Il mondo degli investimenti ha fama di essere tutto numeri, analisi e razionalità. Non è così. Le decisioni, infatti, non rispondono quasi mai solo all’efficienza del mercato. Come ha dimostrato la finanza comportamentale, che indaga il ruolo della psicologia nelle scelte economiche, siamo influenzati - in modo più o meno marcato - da emotività e distorsioni cognitive (dette bias). Una delle più famose è l’effetto gregge.
Cos’è l’effetto gregge?
L’effetto gregge è la tendenza a seguire il comportamento della maggioranza, senza tenere conto delle proprie esigenze e dei propri obiettivi.
Alla base di questo meccanismo c’è, come in tutti i bias, l’obiettivo di un “risparmio cognitivo”. Analizzare tutte le variabili di uno scenario è sempre faticoso, oltre che – in alcuni casi – impossibile. Richiede impegno e competenze. Ecco allora emergere la tendenza a semplificare, a utilizzare stereotipi o preconcetti, a farsi trascinare dall’emotività.
Nel caso dell’effetto gregge, poi, subentra un altro fattore, che alleggerisce il peso cognitivo ed emotivo di una scelta: in caso di errori, seguire la maggioranza ridurrebbe l’insoddisfazione; al contrario, prendere decisioni in modo isolato rischierebbe di moltiplicare i rimpianti.
Un esempio nella quotidianità
Il fenomeno interessa diversi ambiti. Ad esempio, pensiamo a due bar, uno accanto all’altro: uno deserto e l’altro con un discreto viavai. Con ogni probabilità si opterà per entrare nel secondo, poiché la presenza di più persone suggerisce una maggiore qualità. In questo caso, la scelta non è guidata dall’analisi o dalla conoscenza (non sappiamo se lì il caffè è più buono o se i prezzi sono più bassi) ma, appunto, dall’effetto gregge.
Greggi, investimenti e risparmi
In ambito finanziario, la tendenza a seguire la maggioranza può creare problemi ben maggiori di un caffè scadente, sia per il singolo investitore, sia a livello sistemico. L’esempio più classico è quello delle bolle, che si gonfiano e scoppiano anche a causa dell’effetto gregge.
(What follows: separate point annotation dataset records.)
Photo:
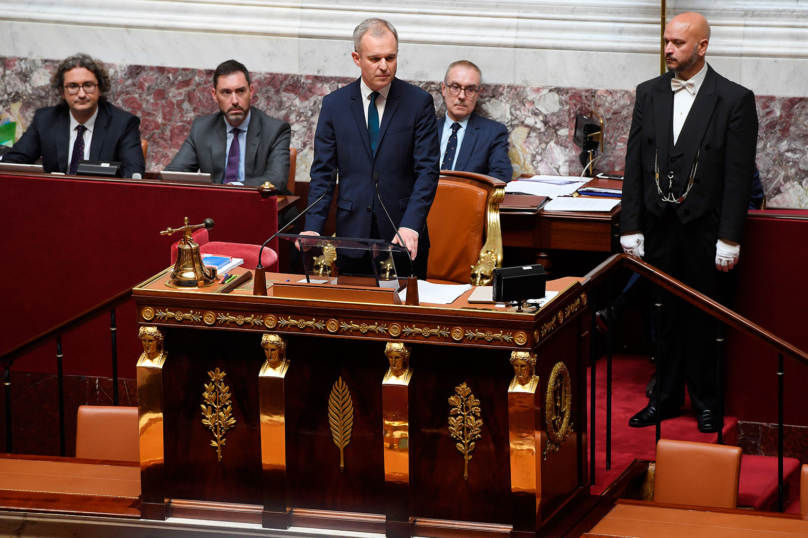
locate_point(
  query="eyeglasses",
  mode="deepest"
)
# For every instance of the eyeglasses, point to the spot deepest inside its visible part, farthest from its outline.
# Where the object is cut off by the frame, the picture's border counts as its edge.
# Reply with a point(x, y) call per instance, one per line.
point(455, 90)
point(73, 89)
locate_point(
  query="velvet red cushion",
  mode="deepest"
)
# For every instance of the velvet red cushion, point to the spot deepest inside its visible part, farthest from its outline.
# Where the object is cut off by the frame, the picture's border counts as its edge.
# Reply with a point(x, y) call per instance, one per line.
point(241, 250)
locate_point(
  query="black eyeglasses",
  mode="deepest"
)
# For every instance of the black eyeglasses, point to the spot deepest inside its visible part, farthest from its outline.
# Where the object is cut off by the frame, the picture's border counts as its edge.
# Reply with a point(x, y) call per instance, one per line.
point(73, 89)
point(455, 90)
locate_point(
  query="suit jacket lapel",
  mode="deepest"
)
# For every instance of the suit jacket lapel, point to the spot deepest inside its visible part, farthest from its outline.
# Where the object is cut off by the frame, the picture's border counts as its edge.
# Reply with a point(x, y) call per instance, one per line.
point(358, 109)
point(218, 148)
point(698, 118)
point(663, 112)
point(467, 147)
point(63, 134)
point(253, 140)
point(99, 132)
point(389, 110)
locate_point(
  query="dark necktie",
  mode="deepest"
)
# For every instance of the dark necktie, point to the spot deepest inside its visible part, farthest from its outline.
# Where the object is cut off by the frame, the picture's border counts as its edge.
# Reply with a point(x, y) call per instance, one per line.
point(451, 148)
point(231, 171)
point(78, 149)
point(373, 123)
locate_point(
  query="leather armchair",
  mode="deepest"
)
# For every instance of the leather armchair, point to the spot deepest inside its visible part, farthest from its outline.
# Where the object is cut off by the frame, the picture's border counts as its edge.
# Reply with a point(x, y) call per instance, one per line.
point(465, 234)
point(697, 474)
point(107, 433)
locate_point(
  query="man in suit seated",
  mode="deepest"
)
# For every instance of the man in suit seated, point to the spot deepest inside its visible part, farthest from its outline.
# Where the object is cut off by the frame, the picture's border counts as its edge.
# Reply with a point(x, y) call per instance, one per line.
point(378, 130)
point(468, 141)
point(238, 145)
point(83, 126)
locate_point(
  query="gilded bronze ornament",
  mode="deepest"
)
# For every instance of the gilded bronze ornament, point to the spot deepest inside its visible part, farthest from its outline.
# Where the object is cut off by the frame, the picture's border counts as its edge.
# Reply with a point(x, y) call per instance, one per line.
point(275, 350)
point(524, 368)
point(152, 340)
point(218, 413)
point(464, 423)
point(398, 354)
point(165, 315)
point(340, 417)
point(558, 408)
point(302, 324)
point(378, 328)
point(489, 336)
point(426, 332)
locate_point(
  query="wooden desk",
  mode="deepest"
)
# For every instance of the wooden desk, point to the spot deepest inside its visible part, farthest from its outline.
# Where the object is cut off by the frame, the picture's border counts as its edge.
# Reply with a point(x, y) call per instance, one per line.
point(402, 462)
point(635, 519)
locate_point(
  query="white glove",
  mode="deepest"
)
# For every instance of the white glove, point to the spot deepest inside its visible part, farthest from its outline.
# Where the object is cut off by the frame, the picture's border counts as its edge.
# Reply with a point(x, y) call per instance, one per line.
point(633, 244)
point(726, 255)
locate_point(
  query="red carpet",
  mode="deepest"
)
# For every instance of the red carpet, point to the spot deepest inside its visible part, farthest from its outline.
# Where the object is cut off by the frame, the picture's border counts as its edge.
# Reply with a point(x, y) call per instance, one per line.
point(630, 374)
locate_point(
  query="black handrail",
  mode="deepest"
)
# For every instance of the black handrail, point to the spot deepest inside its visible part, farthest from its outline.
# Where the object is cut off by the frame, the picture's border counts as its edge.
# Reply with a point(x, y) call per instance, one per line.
point(724, 315)
point(8, 358)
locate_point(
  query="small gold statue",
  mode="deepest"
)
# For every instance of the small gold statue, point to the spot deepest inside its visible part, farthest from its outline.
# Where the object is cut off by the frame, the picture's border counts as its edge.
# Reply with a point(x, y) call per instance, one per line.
point(524, 366)
point(189, 271)
point(399, 356)
point(483, 273)
point(274, 349)
point(326, 265)
point(152, 340)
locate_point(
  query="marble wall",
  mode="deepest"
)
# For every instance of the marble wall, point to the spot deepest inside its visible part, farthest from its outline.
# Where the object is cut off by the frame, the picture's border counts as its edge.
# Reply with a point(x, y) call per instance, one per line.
point(540, 119)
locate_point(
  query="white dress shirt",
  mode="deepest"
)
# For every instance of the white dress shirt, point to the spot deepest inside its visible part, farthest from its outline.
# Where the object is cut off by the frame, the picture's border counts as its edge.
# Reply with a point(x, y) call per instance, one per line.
point(88, 137)
point(683, 101)
point(381, 100)
point(242, 146)
point(447, 132)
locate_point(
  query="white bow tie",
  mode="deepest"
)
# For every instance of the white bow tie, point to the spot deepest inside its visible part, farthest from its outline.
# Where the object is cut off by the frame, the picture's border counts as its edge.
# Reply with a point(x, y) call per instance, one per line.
point(678, 84)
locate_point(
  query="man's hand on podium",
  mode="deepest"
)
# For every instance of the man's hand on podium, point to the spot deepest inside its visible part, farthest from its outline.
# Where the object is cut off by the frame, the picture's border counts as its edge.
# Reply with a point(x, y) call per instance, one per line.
point(410, 240)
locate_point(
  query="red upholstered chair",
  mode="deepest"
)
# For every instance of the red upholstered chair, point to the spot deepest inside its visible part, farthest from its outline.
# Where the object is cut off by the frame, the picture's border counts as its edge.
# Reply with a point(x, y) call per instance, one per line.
point(290, 183)
point(697, 474)
point(249, 253)
point(465, 213)
point(107, 433)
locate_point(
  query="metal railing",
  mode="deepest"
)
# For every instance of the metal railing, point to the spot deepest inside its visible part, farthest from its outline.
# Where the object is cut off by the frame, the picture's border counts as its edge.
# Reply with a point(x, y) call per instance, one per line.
point(724, 315)
point(56, 333)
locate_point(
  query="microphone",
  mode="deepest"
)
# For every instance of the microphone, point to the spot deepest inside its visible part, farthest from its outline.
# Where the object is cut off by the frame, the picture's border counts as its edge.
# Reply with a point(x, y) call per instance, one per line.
point(412, 280)
point(260, 283)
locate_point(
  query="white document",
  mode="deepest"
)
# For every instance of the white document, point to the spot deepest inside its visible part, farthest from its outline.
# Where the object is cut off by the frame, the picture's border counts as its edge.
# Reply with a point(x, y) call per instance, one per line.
point(437, 293)
point(582, 204)
point(540, 188)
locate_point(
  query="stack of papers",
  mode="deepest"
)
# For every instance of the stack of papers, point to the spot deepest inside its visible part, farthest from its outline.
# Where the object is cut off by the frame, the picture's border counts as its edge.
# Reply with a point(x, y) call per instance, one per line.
point(437, 293)
point(550, 186)
point(602, 205)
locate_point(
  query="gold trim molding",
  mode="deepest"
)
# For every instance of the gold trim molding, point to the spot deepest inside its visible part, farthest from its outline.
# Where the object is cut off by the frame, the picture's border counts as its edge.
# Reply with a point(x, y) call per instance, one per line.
point(218, 413)
point(558, 408)
point(465, 424)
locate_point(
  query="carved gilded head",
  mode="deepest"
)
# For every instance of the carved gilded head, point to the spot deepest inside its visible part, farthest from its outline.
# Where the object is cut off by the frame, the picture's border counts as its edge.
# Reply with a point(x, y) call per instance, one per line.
point(274, 349)
point(399, 356)
point(152, 340)
point(524, 366)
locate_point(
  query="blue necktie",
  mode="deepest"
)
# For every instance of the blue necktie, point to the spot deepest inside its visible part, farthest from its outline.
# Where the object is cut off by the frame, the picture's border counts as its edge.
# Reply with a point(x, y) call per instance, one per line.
point(373, 123)
point(78, 150)
point(451, 148)
point(231, 171)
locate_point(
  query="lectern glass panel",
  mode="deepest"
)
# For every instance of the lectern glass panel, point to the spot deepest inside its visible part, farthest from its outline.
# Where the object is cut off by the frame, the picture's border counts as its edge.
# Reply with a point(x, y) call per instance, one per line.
point(320, 255)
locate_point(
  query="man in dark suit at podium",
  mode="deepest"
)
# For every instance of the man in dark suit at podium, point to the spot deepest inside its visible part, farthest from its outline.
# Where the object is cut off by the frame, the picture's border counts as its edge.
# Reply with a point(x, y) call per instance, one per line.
point(469, 142)
point(83, 126)
point(381, 125)
point(688, 177)
point(238, 145)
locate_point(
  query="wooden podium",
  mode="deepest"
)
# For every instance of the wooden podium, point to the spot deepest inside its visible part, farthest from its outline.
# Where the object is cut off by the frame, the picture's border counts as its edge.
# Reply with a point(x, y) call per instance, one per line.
point(380, 418)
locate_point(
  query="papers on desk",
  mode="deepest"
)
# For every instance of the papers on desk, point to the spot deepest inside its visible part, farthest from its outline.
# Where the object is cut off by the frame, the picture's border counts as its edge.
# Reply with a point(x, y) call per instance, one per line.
point(600, 205)
point(550, 186)
point(437, 293)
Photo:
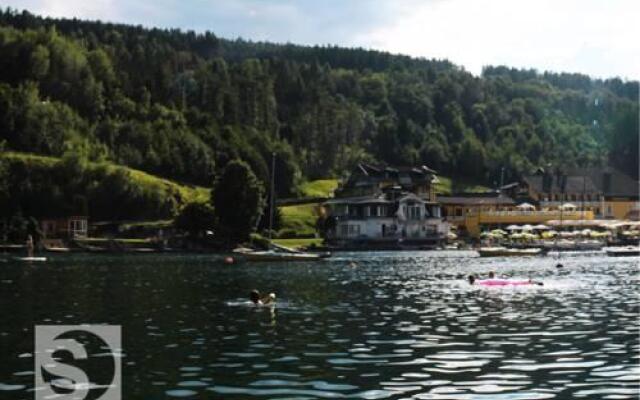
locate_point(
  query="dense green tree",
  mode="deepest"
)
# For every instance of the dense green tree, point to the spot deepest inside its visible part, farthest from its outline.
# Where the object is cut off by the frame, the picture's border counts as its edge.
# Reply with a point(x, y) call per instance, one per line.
point(238, 198)
point(183, 105)
point(195, 219)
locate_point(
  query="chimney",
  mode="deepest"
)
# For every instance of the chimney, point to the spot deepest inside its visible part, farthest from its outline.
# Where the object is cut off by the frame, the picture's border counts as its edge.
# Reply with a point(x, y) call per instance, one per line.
point(606, 182)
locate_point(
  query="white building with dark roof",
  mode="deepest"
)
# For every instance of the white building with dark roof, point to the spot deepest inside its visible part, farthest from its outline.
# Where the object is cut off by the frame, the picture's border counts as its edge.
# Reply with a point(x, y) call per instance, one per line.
point(383, 207)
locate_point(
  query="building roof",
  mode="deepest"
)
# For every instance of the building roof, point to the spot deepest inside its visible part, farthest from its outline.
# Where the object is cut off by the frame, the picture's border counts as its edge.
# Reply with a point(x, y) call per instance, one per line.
point(359, 200)
point(476, 199)
point(608, 181)
point(574, 184)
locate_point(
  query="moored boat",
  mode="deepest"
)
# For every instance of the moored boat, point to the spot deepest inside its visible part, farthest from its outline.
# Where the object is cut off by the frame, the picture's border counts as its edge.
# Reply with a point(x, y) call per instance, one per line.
point(278, 255)
point(626, 251)
point(508, 252)
point(30, 259)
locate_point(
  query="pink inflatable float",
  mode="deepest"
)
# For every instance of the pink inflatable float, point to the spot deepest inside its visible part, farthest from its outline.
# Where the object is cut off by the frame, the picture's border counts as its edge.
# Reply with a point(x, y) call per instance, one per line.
point(503, 282)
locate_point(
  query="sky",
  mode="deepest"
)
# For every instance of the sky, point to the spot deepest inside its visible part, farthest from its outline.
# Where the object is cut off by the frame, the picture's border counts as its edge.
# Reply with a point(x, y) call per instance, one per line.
point(594, 37)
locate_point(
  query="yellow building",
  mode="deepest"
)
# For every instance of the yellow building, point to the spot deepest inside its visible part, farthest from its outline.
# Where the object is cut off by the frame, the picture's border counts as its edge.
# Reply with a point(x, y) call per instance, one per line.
point(473, 213)
point(606, 192)
point(479, 222)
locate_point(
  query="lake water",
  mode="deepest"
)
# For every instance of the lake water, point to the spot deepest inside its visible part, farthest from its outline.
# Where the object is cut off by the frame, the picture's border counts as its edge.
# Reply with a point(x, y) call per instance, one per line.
point(399, 325)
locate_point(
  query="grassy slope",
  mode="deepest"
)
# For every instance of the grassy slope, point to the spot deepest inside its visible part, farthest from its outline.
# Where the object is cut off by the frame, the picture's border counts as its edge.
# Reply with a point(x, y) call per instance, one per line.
point(319, 188)
point(189, 193)
point(302, 218)
point(449, 185)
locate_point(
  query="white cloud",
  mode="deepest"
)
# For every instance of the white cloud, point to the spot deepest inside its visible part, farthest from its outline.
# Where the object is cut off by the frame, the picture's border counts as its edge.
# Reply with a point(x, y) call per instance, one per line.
point(594, 37)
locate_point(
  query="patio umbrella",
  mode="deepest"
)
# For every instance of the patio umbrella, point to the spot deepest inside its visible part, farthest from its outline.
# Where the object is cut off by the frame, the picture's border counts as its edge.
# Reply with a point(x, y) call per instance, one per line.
point(526, 206)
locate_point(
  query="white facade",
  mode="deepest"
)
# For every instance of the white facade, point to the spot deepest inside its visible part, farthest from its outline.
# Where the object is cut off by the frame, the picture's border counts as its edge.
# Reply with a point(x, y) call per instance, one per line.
point(413, 219)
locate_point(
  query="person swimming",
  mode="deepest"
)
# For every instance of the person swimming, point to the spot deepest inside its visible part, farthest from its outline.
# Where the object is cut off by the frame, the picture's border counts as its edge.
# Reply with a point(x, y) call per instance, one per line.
point(258, 300)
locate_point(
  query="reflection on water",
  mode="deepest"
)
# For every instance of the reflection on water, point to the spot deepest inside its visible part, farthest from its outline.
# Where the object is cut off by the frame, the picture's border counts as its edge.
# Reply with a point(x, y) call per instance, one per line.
point(398, 325)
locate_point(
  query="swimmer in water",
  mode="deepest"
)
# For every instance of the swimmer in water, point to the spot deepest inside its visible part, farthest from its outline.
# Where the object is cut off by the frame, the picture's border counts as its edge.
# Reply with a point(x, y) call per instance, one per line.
point(255, 297)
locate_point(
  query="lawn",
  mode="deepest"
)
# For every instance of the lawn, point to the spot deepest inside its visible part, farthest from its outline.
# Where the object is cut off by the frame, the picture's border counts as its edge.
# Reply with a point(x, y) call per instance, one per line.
point(319, 188)
point(188, 193)
point(448, 185)
point(300, 218)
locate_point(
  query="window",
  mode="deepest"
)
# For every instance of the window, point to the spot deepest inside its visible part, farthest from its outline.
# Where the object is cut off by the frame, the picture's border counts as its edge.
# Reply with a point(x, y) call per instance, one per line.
point(354, 230)
point(413, 212)
point(344, 230)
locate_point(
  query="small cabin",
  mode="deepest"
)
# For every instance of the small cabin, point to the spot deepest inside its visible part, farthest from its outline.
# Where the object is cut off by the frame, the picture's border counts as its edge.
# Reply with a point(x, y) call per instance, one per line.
point(67, 227)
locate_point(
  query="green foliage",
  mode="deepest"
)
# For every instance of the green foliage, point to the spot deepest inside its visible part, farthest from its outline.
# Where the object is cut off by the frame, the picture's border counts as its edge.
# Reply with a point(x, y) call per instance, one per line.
point(50, 187)
point(195, 218)
point(319, 188)
point(300, 219)
point(182, 105)
point(238, 198)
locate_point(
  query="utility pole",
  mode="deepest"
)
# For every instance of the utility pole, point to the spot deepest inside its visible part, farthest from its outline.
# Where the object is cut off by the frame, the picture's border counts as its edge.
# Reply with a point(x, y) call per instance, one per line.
point(272, 201)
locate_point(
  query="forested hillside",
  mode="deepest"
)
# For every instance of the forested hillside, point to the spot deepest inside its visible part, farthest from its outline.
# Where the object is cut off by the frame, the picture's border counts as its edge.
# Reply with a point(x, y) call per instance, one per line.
point(181, 105)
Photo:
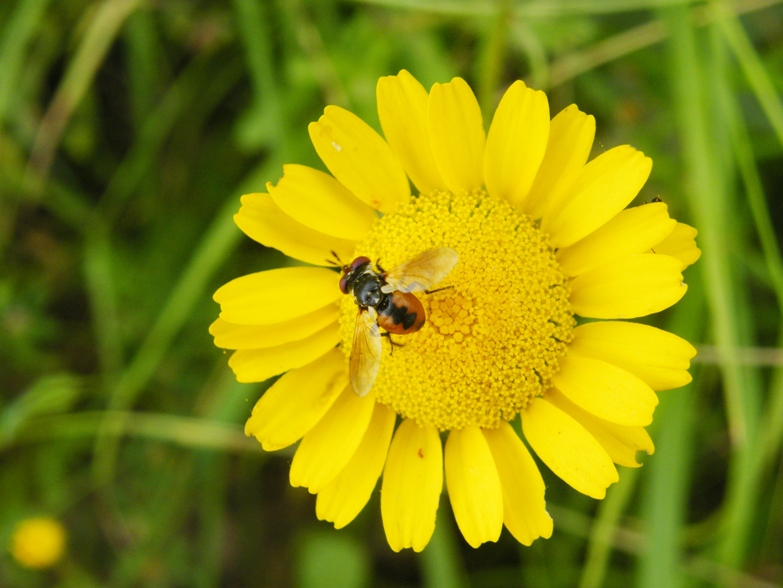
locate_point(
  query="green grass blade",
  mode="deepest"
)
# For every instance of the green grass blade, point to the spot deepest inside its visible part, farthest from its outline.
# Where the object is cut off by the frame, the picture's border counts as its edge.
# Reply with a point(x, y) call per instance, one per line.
point(709, 203)
point(751, 65)
point(16, 36)
point(667, 482)
point(99, 37)
point(599, 546)
point(218, 242)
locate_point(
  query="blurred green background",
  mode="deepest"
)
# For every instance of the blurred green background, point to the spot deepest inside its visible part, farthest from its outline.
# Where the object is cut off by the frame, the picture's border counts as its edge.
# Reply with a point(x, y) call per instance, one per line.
point(128, 131)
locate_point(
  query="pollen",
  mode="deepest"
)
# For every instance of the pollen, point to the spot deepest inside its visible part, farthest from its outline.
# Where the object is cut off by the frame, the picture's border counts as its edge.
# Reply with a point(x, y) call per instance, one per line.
point(497, 325)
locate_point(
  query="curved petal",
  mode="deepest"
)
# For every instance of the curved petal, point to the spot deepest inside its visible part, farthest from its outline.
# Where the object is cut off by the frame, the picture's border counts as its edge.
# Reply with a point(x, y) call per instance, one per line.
point(567, 448)
point(360, 159)
point(524, 508)
point(318, 201)
point(603, 188)
point(278, 295)
point(516, 143)
point(606, 391)
point(620, 442)
point(634, 230)
point(263, 221)
point(330, 444)
point(412, 483)
point(257, 365)
point(680, 244)
point(298, 400)
point(634, 286)
point(402, 108)
point(231, 336)
point(659, 358)
point(457, 135)
point(571, 135)
point(474, 486)
point(345, 496)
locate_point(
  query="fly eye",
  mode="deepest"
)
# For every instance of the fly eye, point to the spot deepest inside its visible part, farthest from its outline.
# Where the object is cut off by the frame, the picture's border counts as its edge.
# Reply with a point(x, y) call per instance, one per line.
point(359, 261)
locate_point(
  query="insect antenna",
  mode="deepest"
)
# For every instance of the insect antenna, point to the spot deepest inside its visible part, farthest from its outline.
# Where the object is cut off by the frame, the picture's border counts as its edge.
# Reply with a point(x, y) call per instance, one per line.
point(438, 289)
point(337, 262)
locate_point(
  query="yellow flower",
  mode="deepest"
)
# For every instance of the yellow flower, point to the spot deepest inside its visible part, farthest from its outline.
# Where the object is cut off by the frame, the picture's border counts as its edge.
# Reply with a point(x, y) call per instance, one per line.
point(38, 542)
point(541, 234)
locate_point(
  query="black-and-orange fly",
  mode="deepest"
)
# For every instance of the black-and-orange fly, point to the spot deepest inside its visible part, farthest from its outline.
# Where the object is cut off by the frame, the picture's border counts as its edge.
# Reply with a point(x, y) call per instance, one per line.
point(386, 301)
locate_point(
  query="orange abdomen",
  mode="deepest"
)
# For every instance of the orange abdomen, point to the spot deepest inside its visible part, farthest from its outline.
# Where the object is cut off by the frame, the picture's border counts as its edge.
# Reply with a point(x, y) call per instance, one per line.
point(401, 314)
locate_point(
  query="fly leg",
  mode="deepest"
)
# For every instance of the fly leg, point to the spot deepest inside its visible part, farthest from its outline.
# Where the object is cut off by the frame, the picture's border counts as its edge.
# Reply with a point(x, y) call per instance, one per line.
point(392, 342)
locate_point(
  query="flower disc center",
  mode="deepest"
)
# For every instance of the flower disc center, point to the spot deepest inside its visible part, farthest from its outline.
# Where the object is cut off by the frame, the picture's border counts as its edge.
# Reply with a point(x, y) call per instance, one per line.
point(493, 339)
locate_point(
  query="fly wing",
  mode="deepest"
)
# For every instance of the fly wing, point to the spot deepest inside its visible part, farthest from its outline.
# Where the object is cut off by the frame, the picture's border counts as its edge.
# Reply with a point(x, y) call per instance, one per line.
point(366, 352)
point(421, 272)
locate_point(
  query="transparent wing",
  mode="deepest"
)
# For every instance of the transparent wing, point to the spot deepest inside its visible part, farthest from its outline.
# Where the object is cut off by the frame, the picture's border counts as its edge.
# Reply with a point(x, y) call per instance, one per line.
point(366, 352)
point(421, 272)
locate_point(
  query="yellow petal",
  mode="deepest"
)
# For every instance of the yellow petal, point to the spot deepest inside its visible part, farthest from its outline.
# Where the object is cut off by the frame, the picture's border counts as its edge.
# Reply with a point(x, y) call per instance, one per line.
point(620, 442)
point(330, 444)
point(402, 108)
point(571, 135)
point(516, 143)
point(603, 188)
point(412, 483)
point(659, 358)
point(263, 221)
point(298, 400)
point(606, 391)
point(524, 509)
point(457, 135)
point(257, 365)
point(634, 286)
point(474, 486)
point(231, 336)
point(634, 230)
point(360, 159)
point(568, 449)
point(680, 244)
point(318, 201)
point(278, 295)
point(345, 496)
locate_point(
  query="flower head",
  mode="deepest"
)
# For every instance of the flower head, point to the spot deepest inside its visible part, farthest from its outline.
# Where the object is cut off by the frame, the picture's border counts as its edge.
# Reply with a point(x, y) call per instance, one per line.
point(38, 542)
point(542, 235)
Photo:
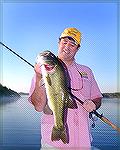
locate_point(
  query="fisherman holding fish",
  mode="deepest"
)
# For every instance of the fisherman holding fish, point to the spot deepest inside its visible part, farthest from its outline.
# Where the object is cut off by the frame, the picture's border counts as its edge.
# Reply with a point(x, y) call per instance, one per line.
point(57, 81)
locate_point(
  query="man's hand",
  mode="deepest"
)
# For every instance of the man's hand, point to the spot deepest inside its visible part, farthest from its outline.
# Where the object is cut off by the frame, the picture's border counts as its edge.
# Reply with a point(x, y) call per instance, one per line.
point(89, 105)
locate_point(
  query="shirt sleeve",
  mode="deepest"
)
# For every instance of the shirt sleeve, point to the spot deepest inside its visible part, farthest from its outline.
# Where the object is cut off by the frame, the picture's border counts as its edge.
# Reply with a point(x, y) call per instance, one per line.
point(95, 91)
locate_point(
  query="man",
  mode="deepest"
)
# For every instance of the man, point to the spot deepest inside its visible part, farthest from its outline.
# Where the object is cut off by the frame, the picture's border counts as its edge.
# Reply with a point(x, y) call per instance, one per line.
point(83, 86)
Nella prima fase, quella in cui la bolla si espande, l’entusiasmo e il flusso di capitali incentivano gli investitori ad accorrere. Si segue la maggioranza, anche per la cosiddetta FOMO (Fear Of Missing Out), la paura di perdere un’occasione. Un meccanismo simile, alimentato però dal panico, contribuisce allo scoppio. La caduta repentina dei prezzi è infatti resa ancor più profonda dall’ondata di vendite: se da una parte c’è una razionale volontà individuale di limitare le perdite, dall’altra si tende ad assecondare la paura collettiva del gregge. Tutti vendono, lo faccio anche io.
In alcuni casi, il contagio, cioè la reazione a un problema, arriva a produrre più danni del problema stesso. Pensiamo ad esempio alle crisi bancarie (come quella del 2008) o a quelle del debito pubblico. Quando si diffonde la notizia, più o meno attendibile, di un fallimento, i clienti tendono a prelevare liquidità per paura di perdere i propri risparmi. Non solo dagli istituti in difficoltà ma anche dagli altri. In questo modo, però, il gregge mette sotto pressione l’intero sistema, incapace di garantire un’erogazione istantanea di contanti così massiccia. I movimenti della maggioranza portano così alla profezia che si auto-avvera: in sostanza, il timore di un evento negativo spinge a comportamenti che - di fatto - ne favoriscono la concretizzazione. Ecco perché l’effetto gregge, pur essendo una distorsione cognitiva dei singoli investitori, può rappresentare un fattore negli equilibri di mercato.